Carvallo’s vision is this:  you, the individual user, get to say exactly what your online privacy and other rights are.  If you don’t want anybody sending you ads for stuff you view online, you can say so. If you don’t want companies accumulating data about your eight-year-old daughter when she uses a toy that’s connected to the Internet, you can say so.  And if you’re on social media platforms, you don’t have to figure out each one’s arcane permissions structure individually.  You just state your preferences once for all in a centralized location, and everybody you deal with has to follow the rules you set up.  

Now this notion may not be original to Carvallo.  But it’s the first time I’ve heard of such a concept, and it’s very appealing.  It would also be very hard to implement, but as he spoke in the context of teaching an engineering class, he encouraged the students to think of future technical possibilities, of which this was one.

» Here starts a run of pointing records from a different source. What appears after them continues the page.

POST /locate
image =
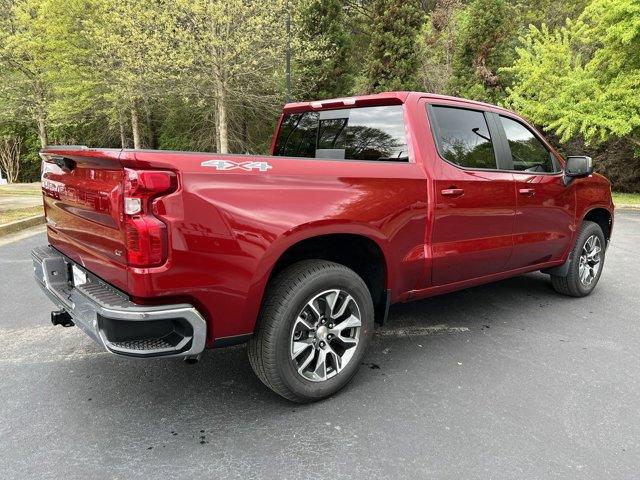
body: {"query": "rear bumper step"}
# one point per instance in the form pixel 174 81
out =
pixel 112 320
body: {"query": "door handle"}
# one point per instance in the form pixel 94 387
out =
pixel 452 192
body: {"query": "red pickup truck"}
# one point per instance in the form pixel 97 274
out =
pixel 363 202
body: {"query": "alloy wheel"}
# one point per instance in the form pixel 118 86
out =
pixel 325 335
pixel 590 260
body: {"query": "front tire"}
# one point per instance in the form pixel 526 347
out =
pixel 315 326
pixel 586 260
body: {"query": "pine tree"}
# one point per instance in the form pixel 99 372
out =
pixel 483 35
pixel 322 50
pixel 392 62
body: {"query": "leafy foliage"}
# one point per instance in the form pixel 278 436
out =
pixel 580 79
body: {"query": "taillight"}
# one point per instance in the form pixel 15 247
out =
pixel 146 235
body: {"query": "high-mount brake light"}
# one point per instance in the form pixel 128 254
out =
pixel 146 235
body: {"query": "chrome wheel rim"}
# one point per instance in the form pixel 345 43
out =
pixel 325 335
pixel 590 260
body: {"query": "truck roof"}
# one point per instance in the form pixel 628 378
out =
pixel 385 98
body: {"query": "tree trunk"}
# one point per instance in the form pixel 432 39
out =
pixel 150 127
pixel 41 117
pixel 135 128
pixel 42 130
pixel 123 135
pixel 221 114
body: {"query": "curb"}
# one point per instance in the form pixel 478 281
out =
pixel 18 225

You could push this even farther, to the extent of being able to say what ads you do and don’t see.  Google has been making a feeble effort in this direction for some time, in that when I close an ad that’s popped up in the middle of some article I’m reading, I will sometimes get a Google Ads option to say whether I never want to see that ad again and why.  But this is only a tiny step in the direction of the comprehensive vision of personal control that an Internet bill of rights would involve.

Of course, the reason most of the Internet is free is because there are ads. And having the privilege of saying no to some or all ads would mean that for you, anyway, the companies would have to find some other way to make money.  And they’re not about to do that, not if the present system works for them. 

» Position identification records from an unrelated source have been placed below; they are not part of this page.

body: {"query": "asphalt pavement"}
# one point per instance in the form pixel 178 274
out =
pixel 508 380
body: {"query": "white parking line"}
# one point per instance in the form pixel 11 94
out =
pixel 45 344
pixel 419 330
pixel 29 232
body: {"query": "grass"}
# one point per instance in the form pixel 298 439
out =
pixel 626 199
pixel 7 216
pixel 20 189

Pay-for-viewing websites are a step in this direction.  In my limited experience, they seem mainly to be operated by newspapers and other old-school media who are striving to maintain some vestige of the old subscription model that worked for so many decades for physical newspapers and magazines.  So something like this can work, but only within the context of a single organization. Fixing things so no matter what you looked at, you’d never see ads anywhere on the Internet is presently almost unimaginable, although I suppose somebody could come up with some kind of shell or filter gizmo that might do that.

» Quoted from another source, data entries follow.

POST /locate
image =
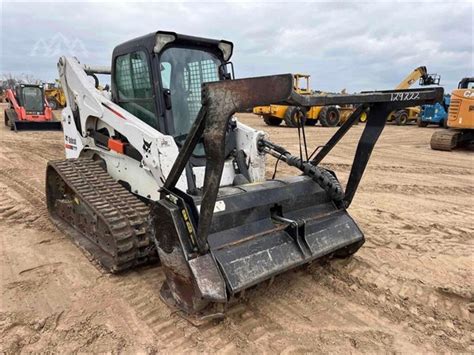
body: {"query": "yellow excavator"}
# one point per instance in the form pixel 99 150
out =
pixel 274 115
pixel 409 114
pixel 460 122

Which brings us to the technical question of how an Internet bill of rights could be implemented.  My answer is, I have no idea.  But anything that has to work with any website you go to, would have to be built into the very structure of the Internet, and that means global standards and protocols. When strictly technical problems come up, such as running out of IP addresses or something like that, the world’s engineers have figured out a pretty efficient and effective way of forming working groups, hashing out a technical solution, and agreeing on a standard that implements it.  

But this only works for technical matters.  Things that threaten to affect an industry’s bottom line drastically are not suitable for the technical standards-setting mechanism. And an Internet bill of rights such as we’re discussing would be viewed as a threat by most online for-profit entities. 

In that case, we’d have to get into the political, social, and economic aspects of the problem.  And you’re not going to solve those kinds of matters with merely a working group of engineers.  Something like the United Nations or its International Telecommunications Union might have to be involved, but again, they primarily handle technical matters. Because of the international nature of the Internet, an effective implementation of an Internet bill of rights would have to be agreed on worldwide.  And getting the world to agree on something even as simple as what time it is, can be a hard thing to do, let alone a matter affecting the online activities of everybody on earth.

Well, we’ve traveled from one classroom in San Marcos, Texas to the whole Internet in one column.  I don’t think we’re any closer to having an Internet bill of rights than we were when we started. But it’s a nice idea, and I thank Andres Carvallo for bringing it up.  And if you’re optimistic, maybe you think that this won’t be the last time you read about it.